Abstract: The wording choices made by writers convey much about their assumptions about the world and their attitudes towards the subject matter. How writers refer to people is only a small part of a complex language generation problem but remains indicative of the writer's assumptions and attitudes. Consider the following headline: "MIT Professor Esther Duflo and Husband Win Nobel Prize", and what the writer must have assumed about a reader's possible familiarity with the researcher or about the relative importance of the achievements by the two award recipients .
In this talk, I will describe our past work on automatically predicting if writers assume the people they refer to are known by the intended reader (or not) and if they treat the person as important in the story or not. The prediction can be made accurately enough to improve the flow and informativeness of automatic summarizers using the distinction. We then turn to a discussion of how that work can be scaled for modern data-hungry approaches and more complex references, such as nominal (husband) and pronominal (he) references to people.

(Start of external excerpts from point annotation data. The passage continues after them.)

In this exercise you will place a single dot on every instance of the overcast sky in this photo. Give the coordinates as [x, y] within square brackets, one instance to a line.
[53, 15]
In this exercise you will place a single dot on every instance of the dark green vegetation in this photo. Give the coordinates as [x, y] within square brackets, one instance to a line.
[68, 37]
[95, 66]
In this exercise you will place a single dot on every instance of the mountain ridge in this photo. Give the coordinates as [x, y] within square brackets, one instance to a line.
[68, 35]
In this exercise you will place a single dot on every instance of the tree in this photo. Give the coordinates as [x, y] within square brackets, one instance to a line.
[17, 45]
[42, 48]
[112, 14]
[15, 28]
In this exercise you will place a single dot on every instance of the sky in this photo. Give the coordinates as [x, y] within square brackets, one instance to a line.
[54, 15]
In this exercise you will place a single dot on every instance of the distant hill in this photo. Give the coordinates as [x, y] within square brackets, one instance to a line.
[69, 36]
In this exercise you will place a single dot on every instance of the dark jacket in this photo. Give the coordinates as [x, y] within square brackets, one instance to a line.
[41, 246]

I will present an error analysis of named entity recognition and coreference systems that limit our ability to create large training data for the task by automated means, as well as some steps towards improving these aspects of language technology.
BIO: Ani Nenkova is an associate professor of computer and information science at the University of Pennsylvania. Her main areas of research are computational linguistics and artificial intelligence, with emphasis on developing computational methods for analysis of text quality and style, discourse, affect recognition and summarization. She obtained her PhD degree in computer science from Columbia University.

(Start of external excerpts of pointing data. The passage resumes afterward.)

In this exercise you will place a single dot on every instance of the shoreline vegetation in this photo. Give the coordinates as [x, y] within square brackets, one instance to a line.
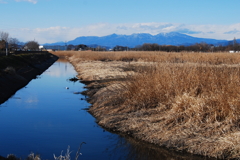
[183, 101]
[17, 70]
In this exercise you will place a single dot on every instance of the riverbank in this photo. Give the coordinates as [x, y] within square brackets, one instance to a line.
[18, 70]
[184, 101]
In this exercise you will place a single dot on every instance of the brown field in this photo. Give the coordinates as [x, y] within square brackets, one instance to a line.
[186, 101]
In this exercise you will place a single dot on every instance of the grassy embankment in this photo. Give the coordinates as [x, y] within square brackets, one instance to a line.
[186, 101]
[17, 70]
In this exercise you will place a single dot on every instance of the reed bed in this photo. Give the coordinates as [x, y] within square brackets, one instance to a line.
[186, 101]
[156, 56]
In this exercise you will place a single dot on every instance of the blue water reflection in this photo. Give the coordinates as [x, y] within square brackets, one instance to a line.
[45, 117]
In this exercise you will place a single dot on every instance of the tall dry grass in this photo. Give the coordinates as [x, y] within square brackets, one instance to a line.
[156, 56]
[186, 101]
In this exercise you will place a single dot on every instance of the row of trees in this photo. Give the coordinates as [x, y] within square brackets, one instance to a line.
[13, 44]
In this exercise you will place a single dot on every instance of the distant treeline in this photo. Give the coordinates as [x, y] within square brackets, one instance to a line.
[198, 47]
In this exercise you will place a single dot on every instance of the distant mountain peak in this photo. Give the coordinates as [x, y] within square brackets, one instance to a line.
[171, 38]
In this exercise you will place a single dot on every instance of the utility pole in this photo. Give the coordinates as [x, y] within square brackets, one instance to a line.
[6, 44]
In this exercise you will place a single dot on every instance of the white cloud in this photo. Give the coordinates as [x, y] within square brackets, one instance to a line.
[31, 1]
[57, 33]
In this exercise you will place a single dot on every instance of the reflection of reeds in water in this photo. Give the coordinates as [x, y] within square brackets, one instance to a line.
[188, 101]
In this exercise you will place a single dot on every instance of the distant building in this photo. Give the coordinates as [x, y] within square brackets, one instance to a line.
[56, 47]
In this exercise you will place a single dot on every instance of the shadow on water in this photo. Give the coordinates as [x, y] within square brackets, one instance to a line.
[48, 123]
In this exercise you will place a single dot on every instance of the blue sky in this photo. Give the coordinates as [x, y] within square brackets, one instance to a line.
[49, 21]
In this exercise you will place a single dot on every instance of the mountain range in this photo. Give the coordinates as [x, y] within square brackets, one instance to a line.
[172, 38]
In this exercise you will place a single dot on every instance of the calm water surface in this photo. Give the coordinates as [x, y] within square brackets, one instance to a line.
[45, 118]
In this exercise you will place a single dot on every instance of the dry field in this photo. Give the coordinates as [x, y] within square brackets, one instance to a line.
[186, 101]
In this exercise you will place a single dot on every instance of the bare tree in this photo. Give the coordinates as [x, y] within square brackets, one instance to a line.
[32, 45]
[4, 36]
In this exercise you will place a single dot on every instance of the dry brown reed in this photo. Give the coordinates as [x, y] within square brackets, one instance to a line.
[156, 56]
[186, 101]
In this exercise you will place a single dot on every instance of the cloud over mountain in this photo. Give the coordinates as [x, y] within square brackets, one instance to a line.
[59, 33]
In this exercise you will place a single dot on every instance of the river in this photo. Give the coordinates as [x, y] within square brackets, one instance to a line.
[45, 118]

Ani and her collaborators are recipients of the best student paper award at SIGDial in 2010 and best paper award at EMNLP-CoNLL in 2012. The Penn team co-led by Ani won the audio-visual emotion recognition challenge (AVEC) for word-level prediction in 2012.
Ani is a co-editor-in-chief of the Transactions of the Association for Computational Linguistics (TACL). She was a member of the editorial board of Computational Linguistics (2009--2011) and an associate editor for the IEEE/ACM Transactions on Audio, Speech and Language Processing (2015--2018). She regularly serves as an area chair/senior program committee member for ACL, NAACL and AAAI. Ani was a program co-chair for SIGDial 2014 and NAACL-HLT in 2016.